- Miltos Manetas. — "344 Days in Prison" (344 días en la cárcel), 2020, de la serie en curso "#AssangePower"
En marzo de 2017, Julian Assange cumplió su quinto año de reclusión en la embajada de Ecuador en Londres. Los dirigentes de la Central Intelligence Agency (CIA) estaban decididos a hacerse con él e incluso se planteaban matarlo: WikiLeaks, cofundada por Assange, acababa de revelar los medios que utiliza la CIA para espiar aparatos electrónicos. La filtración era decisiva. Los dirigentes de la agencia pensaron primero en secuestrar al culpable. Pero violar la integridad de la embajada ecuatoriana para raptar a un ciudadano australiano en pleno centro de Londres sería diplomáticamente delicado. Después, se convencieron de que Assange se disponía a huir a Rusia, con la complicidad de Ecuador y del Kremlin. Entonces trazaron planes aún más rocambolescos: “Enfrentamientos armados con agentes del Kremlin en las calles de Londres, estrellar un coche contra el vehículo diplomático ruso que transportase a Assange para capturarlo después, disparar a las ruedas del avión ruso que fuera a trasladarlo para impedir que despegara rumbo a Moscú. (…) Una hipótesis incluso contemplaba la posibilidad de que Assange intentara la huida en un carro de lavandería”. Al final, la oposición de la Casa Blanca a una operación jurídicamente resbaladiza dio al traste con estos planes.

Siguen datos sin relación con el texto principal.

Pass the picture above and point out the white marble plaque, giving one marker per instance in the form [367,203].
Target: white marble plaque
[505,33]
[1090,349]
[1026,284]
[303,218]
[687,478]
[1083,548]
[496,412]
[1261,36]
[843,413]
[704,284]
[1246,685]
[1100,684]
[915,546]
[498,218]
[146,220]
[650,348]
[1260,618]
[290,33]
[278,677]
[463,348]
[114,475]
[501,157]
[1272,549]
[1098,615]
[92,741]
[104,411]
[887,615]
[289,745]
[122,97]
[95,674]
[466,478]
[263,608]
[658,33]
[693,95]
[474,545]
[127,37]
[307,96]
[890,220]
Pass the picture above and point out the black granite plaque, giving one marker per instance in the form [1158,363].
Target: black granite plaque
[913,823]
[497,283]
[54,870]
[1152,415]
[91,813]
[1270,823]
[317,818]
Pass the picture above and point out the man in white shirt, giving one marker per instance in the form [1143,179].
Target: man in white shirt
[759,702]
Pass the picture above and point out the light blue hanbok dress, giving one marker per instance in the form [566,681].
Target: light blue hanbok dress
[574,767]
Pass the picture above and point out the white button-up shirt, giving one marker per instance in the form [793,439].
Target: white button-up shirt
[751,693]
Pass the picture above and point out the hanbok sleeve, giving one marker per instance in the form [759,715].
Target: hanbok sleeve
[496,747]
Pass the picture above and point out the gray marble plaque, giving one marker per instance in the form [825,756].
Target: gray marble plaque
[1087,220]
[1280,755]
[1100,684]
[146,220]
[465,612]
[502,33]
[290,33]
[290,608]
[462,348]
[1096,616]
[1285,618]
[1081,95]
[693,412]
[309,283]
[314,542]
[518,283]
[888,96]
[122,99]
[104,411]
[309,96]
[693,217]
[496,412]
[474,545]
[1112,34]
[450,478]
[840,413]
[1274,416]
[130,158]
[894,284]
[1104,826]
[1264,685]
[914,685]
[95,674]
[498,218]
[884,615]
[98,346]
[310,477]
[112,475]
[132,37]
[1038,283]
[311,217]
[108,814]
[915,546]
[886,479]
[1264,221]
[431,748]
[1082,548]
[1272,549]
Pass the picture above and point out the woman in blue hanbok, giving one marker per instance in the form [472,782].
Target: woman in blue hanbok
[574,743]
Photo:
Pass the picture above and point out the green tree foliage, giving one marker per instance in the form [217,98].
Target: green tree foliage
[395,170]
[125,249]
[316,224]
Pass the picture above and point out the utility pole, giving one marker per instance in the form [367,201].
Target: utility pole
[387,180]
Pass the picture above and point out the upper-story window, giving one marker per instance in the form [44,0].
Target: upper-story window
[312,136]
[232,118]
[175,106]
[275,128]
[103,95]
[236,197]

Todo esto aparece detallado en un artículo publicado en línea el pasado 26 de septiembre por un equipo de periodistas de Yahoo News tras haber interrogado a una treintena de funcionarios de las agencias de seguridad estadounidenses (1). Mike Pompeo, entonces director de la CIA, mostró a las claras sus cartas en abril de 2017: “WikiLeaks es un servicio de inteligencia hostil a Estados Unidos, a menudo respaldado por Rusia. (…) No vamos a permitir que Assange y la gente de su calaña sigan escudándose en la libertad de expresión para machacarnos con secretos robados. Vamos a convertirnos en una agencia mucho más feroz. Y mandaremos a nuestros agentes más despiadados a los destinos más peligrosos para aplastarlos”.
Como era de esperar, aquella investigación de Yahoo News armó cierto revuelo mediático: editoriales indignados invocando el derecho a la información, clamando que la democracia está en peligro, advirtiendo del creciente “iliberalismo”, menciones al “vientre aún fecundo”, etc. Sobre todo, porque al investigador principal, Michael Isikoff, no se lo podía considerar sospechoso de antiamericanismo o de albergar simpatías hacia Moscú: en marzo de 2018 había publicado un libro titulado Russian Roulette: The Inside Story of Putin’s War on America and the Election of Donald Trump (“La ruleta rusa: la historia secreta de la guerra de Putin contra Estados Unidos y la elección de Donald Trump”).
Y bueno, pese a todo, dos semanas después de las revelaciones de Yahoo News, ni el Wall Street Journal ni el The Washington Post ni el The New York Times les habían dedicado ni una línea (2). Ni tampoco Le Monde, Le Figaro, Libération, Les Échos o la agencia France Presse. Cierto, la información fue mencionada en línea por The Guardian, Courrier International, Le Point, Médiapart o Cnews, pero a menudo sin insistir demasiado. Es decir, que prácticamente nadie se enteró. La agencia Bloomberg le dedicó 28 palabras.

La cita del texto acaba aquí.